= Jean-Pierre Jouët =

French shipbuilder and event organiser (1927–2026)

Jean-Pierre Jouët (1927 – 9 September 2026) was a French shipbuilder and event organiser. He played a foundational role in the development of France's recreational boating industry.

==Life and career==
Jean-Pierre Jouët was born in 1927. He was the son of Paul Jouët. In 1920, his father and his first partner, Antoine Blondeau, founded the shipyard Chantier Naval de Sartrouville. In 1925, Jouët hired naval architect Eugène Cornu who was instrumental in the company's designs. In 1927, it became Paul Jouët et Cie. It occupied a 15,000 square meter workshop in Sartrouville, in Yvelines, and employed 90 people.

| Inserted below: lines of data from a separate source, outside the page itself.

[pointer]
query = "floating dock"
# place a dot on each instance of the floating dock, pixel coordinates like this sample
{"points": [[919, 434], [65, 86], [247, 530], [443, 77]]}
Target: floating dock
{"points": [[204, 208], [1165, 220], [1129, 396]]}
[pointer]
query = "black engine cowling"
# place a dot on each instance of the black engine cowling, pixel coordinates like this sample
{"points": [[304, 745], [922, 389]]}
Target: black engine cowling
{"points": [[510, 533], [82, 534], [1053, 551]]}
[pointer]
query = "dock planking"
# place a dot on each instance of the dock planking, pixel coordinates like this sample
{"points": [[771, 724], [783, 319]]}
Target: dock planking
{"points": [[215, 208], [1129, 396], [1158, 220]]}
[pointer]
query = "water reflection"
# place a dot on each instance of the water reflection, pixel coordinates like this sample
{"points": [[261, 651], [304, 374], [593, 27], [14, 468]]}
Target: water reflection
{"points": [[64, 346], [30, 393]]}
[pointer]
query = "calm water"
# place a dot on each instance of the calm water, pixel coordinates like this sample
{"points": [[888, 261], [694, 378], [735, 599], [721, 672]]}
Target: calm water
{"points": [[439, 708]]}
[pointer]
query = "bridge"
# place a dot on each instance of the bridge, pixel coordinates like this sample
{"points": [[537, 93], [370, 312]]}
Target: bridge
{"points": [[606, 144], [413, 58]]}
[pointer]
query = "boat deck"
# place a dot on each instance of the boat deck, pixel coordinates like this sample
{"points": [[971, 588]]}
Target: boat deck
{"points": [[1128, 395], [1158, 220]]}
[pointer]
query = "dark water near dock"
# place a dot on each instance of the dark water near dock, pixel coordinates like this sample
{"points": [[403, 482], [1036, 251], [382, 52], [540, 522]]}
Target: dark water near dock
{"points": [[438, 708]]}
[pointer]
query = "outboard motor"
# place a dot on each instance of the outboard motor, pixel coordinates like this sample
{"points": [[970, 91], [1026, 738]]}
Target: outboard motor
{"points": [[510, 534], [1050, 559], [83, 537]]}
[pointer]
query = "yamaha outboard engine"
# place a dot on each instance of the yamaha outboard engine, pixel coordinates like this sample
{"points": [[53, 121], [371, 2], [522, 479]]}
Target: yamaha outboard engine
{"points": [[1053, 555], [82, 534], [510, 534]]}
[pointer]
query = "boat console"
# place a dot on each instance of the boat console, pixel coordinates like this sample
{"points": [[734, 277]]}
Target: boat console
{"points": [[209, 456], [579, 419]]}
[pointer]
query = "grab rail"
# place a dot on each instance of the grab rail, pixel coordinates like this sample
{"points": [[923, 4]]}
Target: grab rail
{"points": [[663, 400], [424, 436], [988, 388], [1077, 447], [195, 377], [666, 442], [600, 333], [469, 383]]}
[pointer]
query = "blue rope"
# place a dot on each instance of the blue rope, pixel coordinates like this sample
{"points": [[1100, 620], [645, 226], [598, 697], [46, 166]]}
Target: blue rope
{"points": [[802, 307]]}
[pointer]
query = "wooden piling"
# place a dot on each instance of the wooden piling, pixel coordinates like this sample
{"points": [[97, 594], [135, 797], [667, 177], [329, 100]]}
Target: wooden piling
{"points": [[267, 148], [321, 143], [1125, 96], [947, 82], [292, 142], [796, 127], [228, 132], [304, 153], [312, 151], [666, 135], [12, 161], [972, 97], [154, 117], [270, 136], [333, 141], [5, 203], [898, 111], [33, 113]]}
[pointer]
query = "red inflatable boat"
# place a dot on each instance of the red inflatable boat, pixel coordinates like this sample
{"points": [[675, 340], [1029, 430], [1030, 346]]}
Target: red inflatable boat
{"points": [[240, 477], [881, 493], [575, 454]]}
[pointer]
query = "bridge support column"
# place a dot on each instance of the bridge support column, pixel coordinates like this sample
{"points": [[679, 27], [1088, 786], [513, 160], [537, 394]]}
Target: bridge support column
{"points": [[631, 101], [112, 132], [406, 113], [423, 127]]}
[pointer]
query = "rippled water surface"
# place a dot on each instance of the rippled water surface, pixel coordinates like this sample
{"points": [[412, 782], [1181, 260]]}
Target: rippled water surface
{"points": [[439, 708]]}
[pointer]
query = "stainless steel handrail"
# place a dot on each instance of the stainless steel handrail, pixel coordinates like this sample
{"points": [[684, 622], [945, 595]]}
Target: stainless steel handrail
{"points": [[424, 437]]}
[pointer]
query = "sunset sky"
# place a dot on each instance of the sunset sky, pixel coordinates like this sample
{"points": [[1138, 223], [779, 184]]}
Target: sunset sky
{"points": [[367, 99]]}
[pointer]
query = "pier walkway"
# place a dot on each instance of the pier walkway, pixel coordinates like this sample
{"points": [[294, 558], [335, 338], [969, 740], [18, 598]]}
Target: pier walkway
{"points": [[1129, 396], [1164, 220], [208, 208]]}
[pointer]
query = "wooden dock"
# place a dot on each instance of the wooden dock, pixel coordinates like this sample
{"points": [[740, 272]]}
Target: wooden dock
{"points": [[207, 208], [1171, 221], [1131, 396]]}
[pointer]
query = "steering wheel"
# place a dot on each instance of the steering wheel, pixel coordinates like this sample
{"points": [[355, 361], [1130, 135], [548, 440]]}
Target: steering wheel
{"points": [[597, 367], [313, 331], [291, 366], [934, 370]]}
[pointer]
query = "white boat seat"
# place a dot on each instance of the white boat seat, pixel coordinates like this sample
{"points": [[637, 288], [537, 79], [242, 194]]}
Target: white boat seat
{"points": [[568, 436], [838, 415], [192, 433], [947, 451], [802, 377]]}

In 1951, after Jouët graduated from Ecole Centrale, he took over management of the shipyard. Under his guidance, the yard transitioned from traditional wood building to molded wood and polyester. This shift helped industrialize production, making sailing accessible to the broader French public with iconic early mass-produced boats like the Golif and the Bélouga.

In 1962, Jouët helped establish the trade organization that became the Fédération des industries nautiques. He served as its first president. He was a co-founder and the first president of the Paris International Boat Show, first hosted at the CNIT in La Défense in 1962. He returned to run the event as its general commissioner from 1982 to 1996, managing its major move to the larger Porte de Versailles exhibition halls in 1987.

After the shipyard was sold in 1965, Jouët became active in the French cultural world. In the early 1970s, he founded the company OIP which started and managed major national events, including the Paris Book Fair (Salon du Livre), the Foire Internationale d'Art Contemporain, the classical music fair Musicora, Rétromobile, and Expolangues.

Jouët died on 9 September 2026, at the age of 99.